Revue de la presse quotidienne internationale maghrébine

Rédigé le 24/06/2021
MAP


Tunis - Le blocage politique en Tunisie, le manque des ressources financières en Algérie et les moyens de développer la zone franche de Nouadhibou sont les principaux sujets abordés jeudi par la presse maghrébine.

"Tunisie Numérique" fait savoir que l'ancien dirigeant nahdhaoui, Lotfi Zitoun, joue les bons offices pour pousser à la rencontre entre le Président de la République, Kaïs Saïed et le président de l’ARP, Rached Ghannouchi.

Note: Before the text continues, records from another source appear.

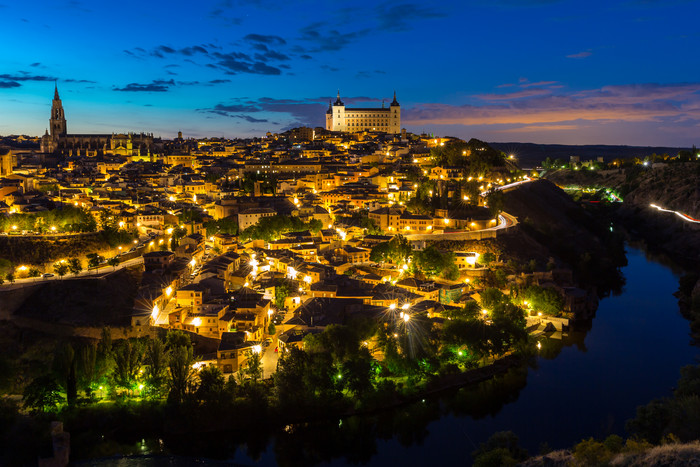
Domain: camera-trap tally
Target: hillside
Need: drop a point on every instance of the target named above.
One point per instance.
(80, 302)
(672, 186)
(574, 236)
(530, 155)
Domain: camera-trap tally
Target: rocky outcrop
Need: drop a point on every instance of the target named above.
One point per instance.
(673, 186)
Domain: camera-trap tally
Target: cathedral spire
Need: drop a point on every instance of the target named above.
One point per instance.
(338, 101)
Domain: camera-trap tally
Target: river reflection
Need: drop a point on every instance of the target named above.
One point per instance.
(585, 384)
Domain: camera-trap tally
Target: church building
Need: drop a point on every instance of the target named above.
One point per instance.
(58, 140)
(340, 118)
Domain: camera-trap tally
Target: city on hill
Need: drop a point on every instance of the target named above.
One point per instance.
(318, 271)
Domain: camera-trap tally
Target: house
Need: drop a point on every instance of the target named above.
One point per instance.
(234, 350)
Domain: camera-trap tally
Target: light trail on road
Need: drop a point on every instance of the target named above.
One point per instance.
(685, 217)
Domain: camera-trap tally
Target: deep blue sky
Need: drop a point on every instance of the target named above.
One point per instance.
(549, 71)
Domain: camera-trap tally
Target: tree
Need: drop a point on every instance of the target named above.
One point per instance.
(487, 258)
(493, 298)
(470, 310)
(434, 262)
(501, 449)
(156, 360)
(253, 369)
(396, 250)
(281, 294)
(113, 261)
(42, 394)
(65, 367)
(546, 300)
(87, 367)
(176, 338)
(496, 202)
(127, 363)
(357, 373)
(181, 373)
(212, 387)
(94, 260)
(61, 269)
(290, 378)
(74, 265)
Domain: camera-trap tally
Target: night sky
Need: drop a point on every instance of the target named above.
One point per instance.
(546, 71)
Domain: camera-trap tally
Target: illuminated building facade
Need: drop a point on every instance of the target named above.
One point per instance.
(57, 140)
(340, 118)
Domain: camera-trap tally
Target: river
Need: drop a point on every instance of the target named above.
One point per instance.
(589, 384)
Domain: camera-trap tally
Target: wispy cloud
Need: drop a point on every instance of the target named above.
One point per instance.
(154, 86)
(398, 17)
(328, 40)
(584, 54)
(629, 103)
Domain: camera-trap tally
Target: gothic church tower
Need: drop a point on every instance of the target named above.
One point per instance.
(57, 122)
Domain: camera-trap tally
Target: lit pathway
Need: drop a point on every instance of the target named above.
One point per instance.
(685, 217)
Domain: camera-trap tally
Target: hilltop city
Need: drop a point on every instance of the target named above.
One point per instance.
(342, 268)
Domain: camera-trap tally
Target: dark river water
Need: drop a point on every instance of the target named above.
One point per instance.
(587, 384)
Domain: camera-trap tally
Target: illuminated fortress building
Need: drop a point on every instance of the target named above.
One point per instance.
(58, 140)
(340, 118)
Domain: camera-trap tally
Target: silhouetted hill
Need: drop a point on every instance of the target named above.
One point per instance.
(530, 155)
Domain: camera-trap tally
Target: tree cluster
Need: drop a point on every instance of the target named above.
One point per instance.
(271, 228)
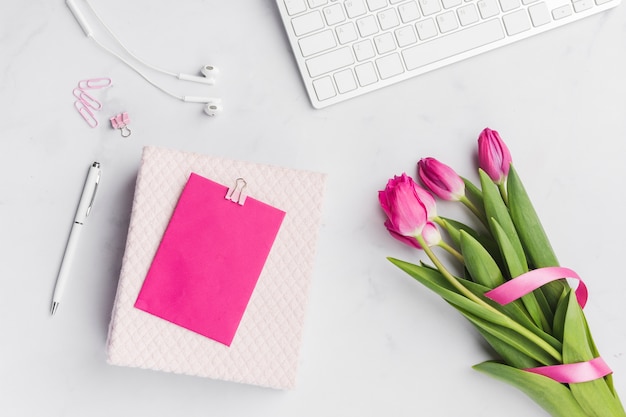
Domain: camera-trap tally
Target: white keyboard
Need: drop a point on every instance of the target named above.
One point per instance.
(345, 48)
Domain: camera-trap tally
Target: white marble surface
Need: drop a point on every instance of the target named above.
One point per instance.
(375, 343)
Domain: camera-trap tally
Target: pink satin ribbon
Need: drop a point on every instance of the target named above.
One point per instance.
(572, 373)
(569, 373)
(530, 281)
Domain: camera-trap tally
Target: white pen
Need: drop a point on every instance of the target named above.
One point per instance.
(83, 210)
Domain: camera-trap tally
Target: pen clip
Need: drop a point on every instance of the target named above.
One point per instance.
(93, 195)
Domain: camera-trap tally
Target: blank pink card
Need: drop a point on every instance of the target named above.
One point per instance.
(209, 260)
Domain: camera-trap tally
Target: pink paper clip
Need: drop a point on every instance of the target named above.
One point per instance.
(121, 121)
(86, 113)
(94, 83)
(86, 99)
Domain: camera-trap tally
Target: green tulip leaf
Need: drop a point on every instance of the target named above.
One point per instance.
(517, 266)
(507, 353)
(596, 397)
(496, 208)
(533, 235)
(552, 396)
(526, 340)
(481, 266)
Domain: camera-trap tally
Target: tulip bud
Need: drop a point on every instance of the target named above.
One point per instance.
(493, 156)
(406, 213)
(442, 180)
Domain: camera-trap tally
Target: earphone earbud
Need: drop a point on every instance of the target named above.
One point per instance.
(208, 72)
(212, 108)
(213, 105)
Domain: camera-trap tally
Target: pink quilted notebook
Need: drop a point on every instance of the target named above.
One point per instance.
(265, 348)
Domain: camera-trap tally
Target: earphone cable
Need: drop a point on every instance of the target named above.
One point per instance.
(144, 76)
(108, 29)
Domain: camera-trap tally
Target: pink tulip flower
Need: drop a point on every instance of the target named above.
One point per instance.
(430, 233)
(442, 180)
(493, 156)
(406, 212)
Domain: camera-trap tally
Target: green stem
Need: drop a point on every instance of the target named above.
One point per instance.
(513, 325)
(451, 251)
(503, 191)
(472, 207)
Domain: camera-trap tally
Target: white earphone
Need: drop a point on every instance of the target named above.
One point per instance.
(209, 72)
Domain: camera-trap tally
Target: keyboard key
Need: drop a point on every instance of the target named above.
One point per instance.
(385, 43)
(317, 43)
(324, 88)
(295, 6)
(355, 8)
(345, 81)
(561, 12)
(346, 33)
(408, 11)
(426, 29)
(366, 74)
(508, 5)
(455, 43)
(488, 8)
(317, 3)
(447, 4)
(376, 4)
(330, 61)
(405, 36)
(334, 14)
(447, 22)
(367, 26)
(516, 22)
(467, 14)
(429, 7)
(539, 14)
(307, 23)
(582, 5)
(364, 50)
(389, 66)
(388, 19)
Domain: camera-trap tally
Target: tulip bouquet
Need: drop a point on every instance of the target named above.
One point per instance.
(508, 282)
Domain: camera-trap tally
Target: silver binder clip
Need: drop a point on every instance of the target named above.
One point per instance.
(237, 191)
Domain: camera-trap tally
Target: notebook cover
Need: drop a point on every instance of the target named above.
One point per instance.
(266, 346)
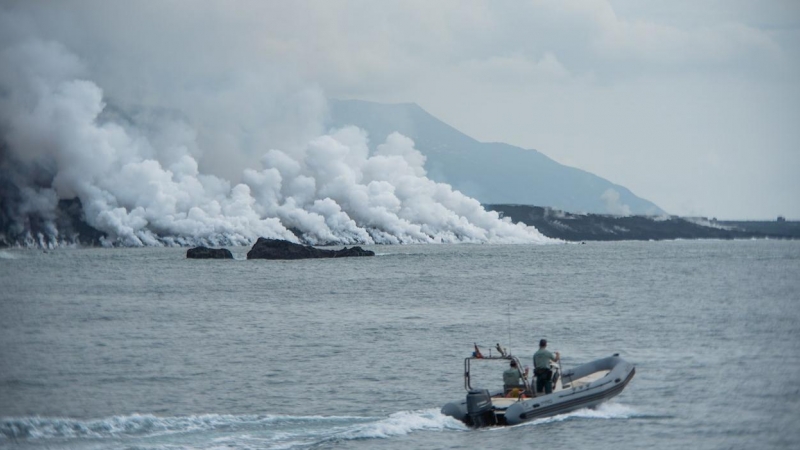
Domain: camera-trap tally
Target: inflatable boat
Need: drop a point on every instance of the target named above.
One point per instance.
(584, 386)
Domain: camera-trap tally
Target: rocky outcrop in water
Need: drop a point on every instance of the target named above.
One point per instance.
(279, 249)
(209, 253)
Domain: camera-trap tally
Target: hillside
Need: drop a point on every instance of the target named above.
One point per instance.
(597, 227)
(490, 172)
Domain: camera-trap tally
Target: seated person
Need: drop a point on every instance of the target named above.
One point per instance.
(512, 378)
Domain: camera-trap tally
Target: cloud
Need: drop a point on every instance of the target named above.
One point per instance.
(140, 181)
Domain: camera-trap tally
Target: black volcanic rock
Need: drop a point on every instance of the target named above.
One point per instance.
(280, 249)
(209, 253)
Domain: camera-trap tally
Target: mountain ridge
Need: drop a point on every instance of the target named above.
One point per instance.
(491, 172)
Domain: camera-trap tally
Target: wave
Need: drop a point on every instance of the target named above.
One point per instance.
(262, 431)
(214, 430)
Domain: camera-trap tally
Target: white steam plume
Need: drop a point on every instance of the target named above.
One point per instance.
(140, 184)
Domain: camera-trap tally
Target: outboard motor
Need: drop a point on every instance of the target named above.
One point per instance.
(479, 408)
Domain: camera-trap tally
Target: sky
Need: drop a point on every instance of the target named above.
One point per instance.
(692, 105)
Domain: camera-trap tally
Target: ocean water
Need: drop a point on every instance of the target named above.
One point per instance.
(144, 349)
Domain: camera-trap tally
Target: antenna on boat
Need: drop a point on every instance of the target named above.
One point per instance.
(509, 324)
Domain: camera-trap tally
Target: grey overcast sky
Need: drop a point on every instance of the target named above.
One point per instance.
(694, 105)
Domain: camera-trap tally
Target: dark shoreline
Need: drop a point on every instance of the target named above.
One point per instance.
(597, 227)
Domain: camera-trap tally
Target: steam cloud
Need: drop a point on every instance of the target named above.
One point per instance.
(139, 181)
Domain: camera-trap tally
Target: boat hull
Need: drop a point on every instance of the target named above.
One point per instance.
(574, 395)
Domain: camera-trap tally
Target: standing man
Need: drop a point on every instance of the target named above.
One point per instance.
(541, 368)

"Réussira-t-il à rapprocher les deux ennemis irréductibles là où d’autres médiateurs ont lamentablement échoué ?" se demande-t-il, relevant que cette médiation intervient alors que des millions de téléspectateurs assistent, effrayés, à l’agonie lente des Tunisiens touchés par le Covid et dont certains dorment dans les couloirs des hôpitaux délabrés de Kairouan, de Béja et d’ailleurs.

Alors que devant une situation sanitaire exceptionnelle, le Conseil national de sécurité devait se réunir en urgence, rappelle-t-il, relevant que le président Saeïd rechigne à s’assoir autour de la même table que Rached Ghannouchi, lequel, en sa qualité de président de l’ARP en est un membre permanent.

"C’est dire le degré d’animosité qui règne chez les deux hommes et qui rend leurs relations si exécrables, voire épidermiques. Et qui a sans doute poussé Lotfi Zitoun à proposer sa médiation", commente-t-il.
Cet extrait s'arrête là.